FERC on Wednesday approved CAISO’s proposed changes to the Western Energy Imbalance Market’s resource sufficiency evaluation (RSE), including a provision to allow energy transfers to members who fail to meet resource obligations ahead of a trading interval (ER23-1534).
The package of changes was part of a second round of RSE-related tariff revisions, which were approved by the CAISO Board of Governors and WEIM Governing Body in December. (See CAISO, WEIM Boards Back Reliability Enhancements.)
The RSE test is designed to ensure that each WEIM participant enters a trading hour with enough capacity and ramping capability to cover its own needs and to prevent participants from “leaning” on the market to meet internal demand. A balancing authority area (BAA) that fails the test before an operating hour is prohibited from receiving WEIM transfers during that interval.
But meeting that requirement has become a challenge for some participants as the West faces a worsening shortage of generating resources and declining liquidity in the regional bilateral electricity market that typically helps provide short-term resource sufficiency — which stakeholders attribute to the expansion of the WEIM itself.
The RSE consists of four tests that measure feasibility, balancing, capacity and flexibility. The rule changes approved Wednesday relate to the capacity test, which determines whether a WEIM participant has provided sufficient incremental bid-in capacity to meet the imbalance among load, intertie and generation base schedules.
The first rule change will allow CAISO to establish a process by which participants that fail the RSE can obtain “energy assistance” transfers from within the WEIM. Any BAA that receives such assistance will be subject to a surcharge on top of the cleared price for energy assistance transfers.
“The EIM assistance energy transfer surcharge is an after-the-fact charge designed to provide an alternative incentive for WEIM balancing authority areas to meet their resource sufficiency obligations during tight supply conditions while making additional supply available to other balancing authorities in the WEIM,” FERC noted in its order.
CAISO plans to align the surcharge with the level of its soft ($1,000/MWh) or hard ($2,000/MWh) energy bid caps, depending on system conditions. It says energy assistance transfers will be voluntary for both the provider and recipient.
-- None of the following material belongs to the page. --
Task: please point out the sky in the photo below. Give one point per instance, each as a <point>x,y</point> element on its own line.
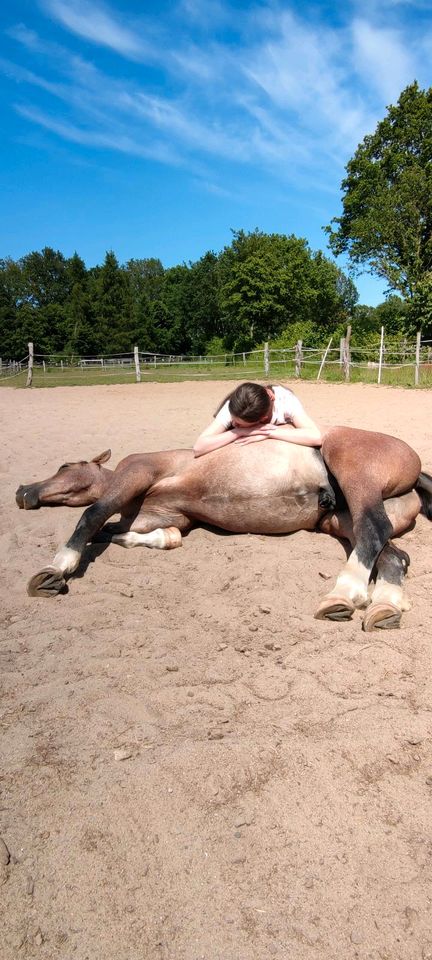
<point>156,129</point>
In approving the tariff revision, FERC concluded that CAISO’s plan “provides increased flexibility to WEIM participants and can help WEIM balancing authority areas to meet their resource sufficiency obligations during tight supply conditions.
“We also find the proposal allows CAISO to optimally dispatch supply and provide access to resources that were not otherwise available,” it said.
The rule change had particularly strong backing from WEIM member NV Energy. The Nevada-based utility faces increasingly critical shortages of resources during summer and has been seeking a legislative remedy to address the issue. (See Bill Would Require NV Energy to Examine Market Reliance.)
In a December letter to the CAISO and WEIM boards, Lindsey Schlekeway, NV Energy’s market policy manager, noted that her company had asked the ISO to develop a mechanism to make excess supply available to a “distressed EIM entity at an appropriate scarcity price” and said “it is of critical importance not to delay the implementation of this reliability enhancement past the summer of 2023 for grid reliability.”
Asymmetry Addressed
CAISO’s second and third RSE rule revisions focus specifically on the ISO itself.
The second change will allow the grid operator to exclude from its own RSE calculation any real-time “lower priority” energy exports out of its BAA. Those exports are currently included in the calculation even though the ISO can freely curtail them to meet its own load obligations. At the same time, real-time WEIM transfers into the ISO are not factored into the RSE, representing an asymmetry in treatment of transfers, CAISO argued. Inclusion of curtailable exports has caused CAISO to fail RSE tests that it would have otherwise passed, the ISO said.
FERC said CAISO’s proposal “helps mitigate this asymmetry and will improve the ability of the resource sufficiency test to more accurately reflect actual system conditions during periods of potential resource insufficiency.”
The third rule change pertains to scheduling priority rules and E-Tag requirements for lower priority exports, with CAISO clarifying how it will interpret its scheduling priority tariff provisions to ensure that it can manually curtail lower priority exports in real-time to meet its own supply obligations.
“We find that these clarifications are consistent with CAISO’s existing authority to apply the scheduling priorities and help provide better transparency for market participants,” FERC wrote. “Further, we find that these clarifications could help operators identify lower priority exports and priority exports for scheduling and manual curtailment purposes.”